The Defensive Long Gun class from KR Training aims to help you understand the limitations of your shotgun (if that is what you use) or your capabilities with a rifle. This isn’t my first rodeo with KR. I took my first class with Karl a year ago and learned the basic mechanics of running my defensive pistol. Then I took the more advanced defensive pistol class as well as a skills and tactics session in June, so I’m not exactly neutral when it comes to my feelings on KR. I love what they teach as well as how they teach it. And the price rocks too. Most classes are ~$20/hour.

Defensive Long Gun is an all-day session capped at 16 students taught by 4 instructors. The “big” group sessions come during the morning and are run in two heats which gives a student to instructor ratio of 2:1.

The morning session starts with initial checking of zero at ranges from 7 yards to 50 yards.
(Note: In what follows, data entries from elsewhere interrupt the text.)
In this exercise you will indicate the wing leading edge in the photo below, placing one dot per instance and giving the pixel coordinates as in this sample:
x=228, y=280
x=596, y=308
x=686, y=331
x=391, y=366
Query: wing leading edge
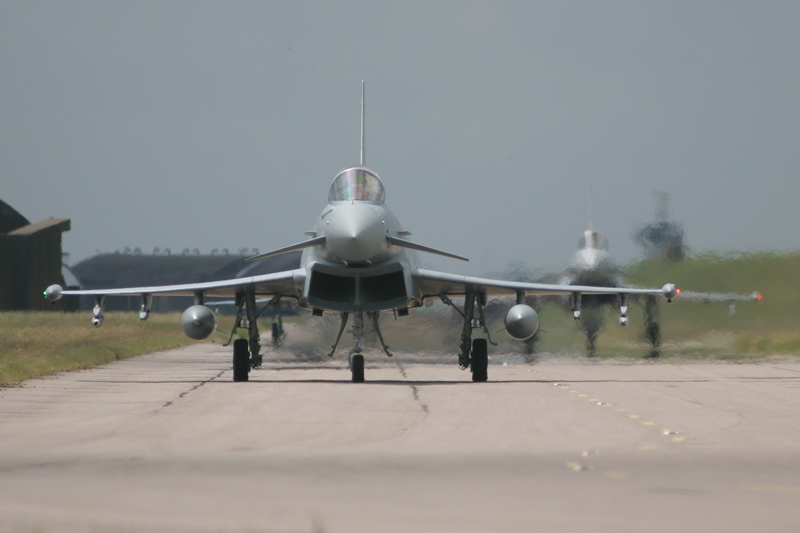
x=432, y=283
x=284, y=283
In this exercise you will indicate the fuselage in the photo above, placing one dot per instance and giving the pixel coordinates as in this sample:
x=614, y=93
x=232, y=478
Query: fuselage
x=357, y=268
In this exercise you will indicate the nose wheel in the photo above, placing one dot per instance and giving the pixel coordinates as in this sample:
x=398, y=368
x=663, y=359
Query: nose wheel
x=241, y=360
x=357, y=367
x=479, y=360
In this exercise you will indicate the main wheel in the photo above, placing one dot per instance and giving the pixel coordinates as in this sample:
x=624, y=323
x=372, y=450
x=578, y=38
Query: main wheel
x=241, y=360
x=358, y=368
x=480, y=360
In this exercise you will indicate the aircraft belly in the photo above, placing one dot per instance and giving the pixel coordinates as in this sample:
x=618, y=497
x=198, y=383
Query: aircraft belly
x=368, y=289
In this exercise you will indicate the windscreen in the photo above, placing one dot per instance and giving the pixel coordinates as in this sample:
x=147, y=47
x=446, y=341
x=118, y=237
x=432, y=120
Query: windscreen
x=356, y=184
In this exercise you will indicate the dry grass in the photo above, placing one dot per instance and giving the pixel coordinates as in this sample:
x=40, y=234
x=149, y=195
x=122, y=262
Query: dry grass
x=34, y=344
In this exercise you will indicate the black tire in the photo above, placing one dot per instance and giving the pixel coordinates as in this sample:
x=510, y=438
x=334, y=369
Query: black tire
x=241, y=360
x=480, y=360
x=358, y=368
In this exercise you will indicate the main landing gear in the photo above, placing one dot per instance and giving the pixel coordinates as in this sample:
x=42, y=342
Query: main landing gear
x=474, y=353
x=247, y=352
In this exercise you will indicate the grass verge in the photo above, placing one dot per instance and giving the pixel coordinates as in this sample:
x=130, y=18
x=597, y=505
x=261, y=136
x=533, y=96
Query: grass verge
x=35, y=344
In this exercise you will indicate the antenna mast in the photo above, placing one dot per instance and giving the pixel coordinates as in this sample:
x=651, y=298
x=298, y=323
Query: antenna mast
x=363, y=159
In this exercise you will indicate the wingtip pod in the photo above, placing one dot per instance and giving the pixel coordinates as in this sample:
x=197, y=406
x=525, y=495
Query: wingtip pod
x=670, y=291
x=53, y=293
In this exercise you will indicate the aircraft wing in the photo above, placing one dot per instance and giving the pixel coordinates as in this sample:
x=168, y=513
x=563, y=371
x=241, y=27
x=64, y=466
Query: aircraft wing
x=721, y=296
x=432, y=283
x=265, y=285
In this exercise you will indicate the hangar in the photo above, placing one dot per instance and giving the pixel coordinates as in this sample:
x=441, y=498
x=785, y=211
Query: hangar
x=30, y=260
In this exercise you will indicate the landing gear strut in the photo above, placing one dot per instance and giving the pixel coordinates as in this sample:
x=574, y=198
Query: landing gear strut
x=474, y=353
x=355, y=360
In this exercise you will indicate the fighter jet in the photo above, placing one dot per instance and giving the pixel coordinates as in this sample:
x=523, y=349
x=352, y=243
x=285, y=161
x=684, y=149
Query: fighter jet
x=593, y=265
x=358, y=261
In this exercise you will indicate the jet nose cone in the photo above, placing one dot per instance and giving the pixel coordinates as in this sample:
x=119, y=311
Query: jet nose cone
x=355, y=233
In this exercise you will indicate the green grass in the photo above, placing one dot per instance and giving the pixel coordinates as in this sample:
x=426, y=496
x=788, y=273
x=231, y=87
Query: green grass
x=692, y=328
x=34, y=344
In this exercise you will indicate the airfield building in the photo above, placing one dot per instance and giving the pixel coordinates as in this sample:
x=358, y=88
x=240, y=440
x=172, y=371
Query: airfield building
x=30, y=260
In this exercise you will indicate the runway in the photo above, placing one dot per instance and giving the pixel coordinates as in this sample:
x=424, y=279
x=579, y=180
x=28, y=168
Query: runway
x=167, y=442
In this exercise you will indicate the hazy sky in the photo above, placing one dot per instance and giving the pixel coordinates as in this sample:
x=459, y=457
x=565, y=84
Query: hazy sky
x=220, y=125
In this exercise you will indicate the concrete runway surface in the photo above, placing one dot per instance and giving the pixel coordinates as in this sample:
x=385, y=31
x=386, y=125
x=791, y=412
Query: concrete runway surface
x=167, y=442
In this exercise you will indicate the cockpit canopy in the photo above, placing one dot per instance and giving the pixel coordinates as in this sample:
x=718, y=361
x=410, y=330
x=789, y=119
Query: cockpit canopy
x=356, y=184
x=593, y=239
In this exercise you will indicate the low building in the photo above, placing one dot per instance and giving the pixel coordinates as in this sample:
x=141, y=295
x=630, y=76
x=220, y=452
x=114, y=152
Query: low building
x=30, y=260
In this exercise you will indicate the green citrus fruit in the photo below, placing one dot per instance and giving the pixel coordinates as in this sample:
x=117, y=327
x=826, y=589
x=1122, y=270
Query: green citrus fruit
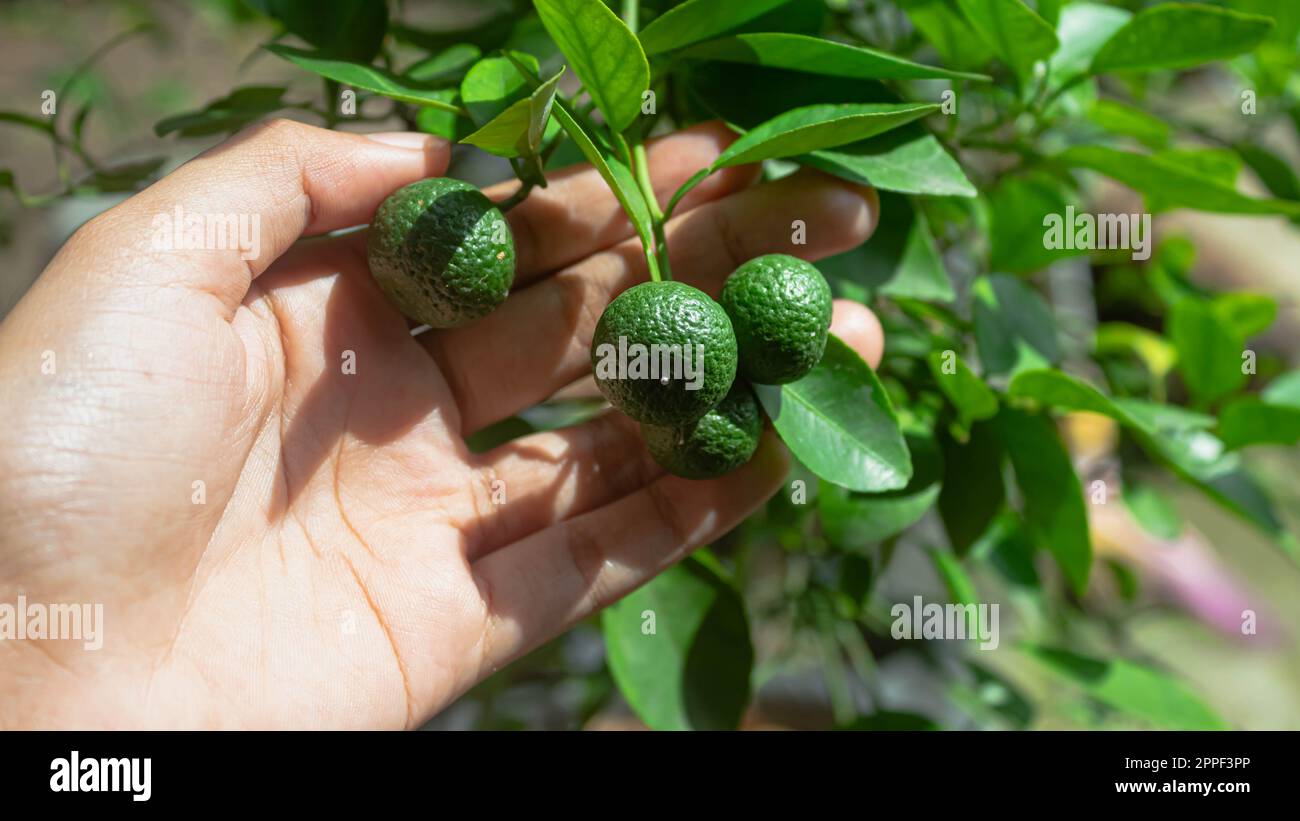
x=780, y=308
x=442, y=252
x=716, y=443
x=663, y=352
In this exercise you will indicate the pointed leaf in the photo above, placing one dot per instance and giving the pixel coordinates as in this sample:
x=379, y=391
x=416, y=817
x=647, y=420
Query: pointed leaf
x=818, y=56
x=692, y=670
x=365, y=77
x=1179, y=35
x=603, y=53
x=700, y=20
x=1013, y=31
x=839, y=422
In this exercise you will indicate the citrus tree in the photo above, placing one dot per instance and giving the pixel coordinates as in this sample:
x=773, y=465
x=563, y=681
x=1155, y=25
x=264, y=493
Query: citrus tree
x=988, y=127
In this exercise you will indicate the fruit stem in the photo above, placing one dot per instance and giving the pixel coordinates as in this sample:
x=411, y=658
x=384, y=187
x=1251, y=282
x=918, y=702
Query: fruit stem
x=641, y=168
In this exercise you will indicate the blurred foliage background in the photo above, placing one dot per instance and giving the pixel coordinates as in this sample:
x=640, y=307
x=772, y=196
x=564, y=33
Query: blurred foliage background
x=817, y=586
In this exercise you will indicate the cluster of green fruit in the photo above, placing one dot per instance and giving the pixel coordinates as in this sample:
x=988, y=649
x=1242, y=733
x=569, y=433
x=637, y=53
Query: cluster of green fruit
x=445, y=256
x=768, y=328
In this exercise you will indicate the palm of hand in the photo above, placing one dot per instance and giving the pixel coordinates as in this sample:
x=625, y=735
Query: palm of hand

Those with issues were able to go to a secondary range to straighten things out. At this point, those students with optics mounted high above the bore axis got to see what a difference that made in point of impact at various distances. The one guy running a shotgun also got to see what kind of practical accuracy he could achieve with his shotgun running 00. In this case, 15 yards. Past that, said student needed to switch to slugs. Most of the other students in class were running an AR 15/AR 10 platforms with two guys running 9 mm carbines.

Next up was shooting at various distances from behind and around barriers. This was probably the most physically demanding part of class, and it showed with some of the students. For the purposes of this class, I would HIGHLY recommend knee pads. Only one student had taken the class before, and sure enough, he was wearing knee pads. If you are considering this class, I would highly recommend working on some basic calisthenics a few weeks prior. You are going to be up and down more than a nun at Sunday mass.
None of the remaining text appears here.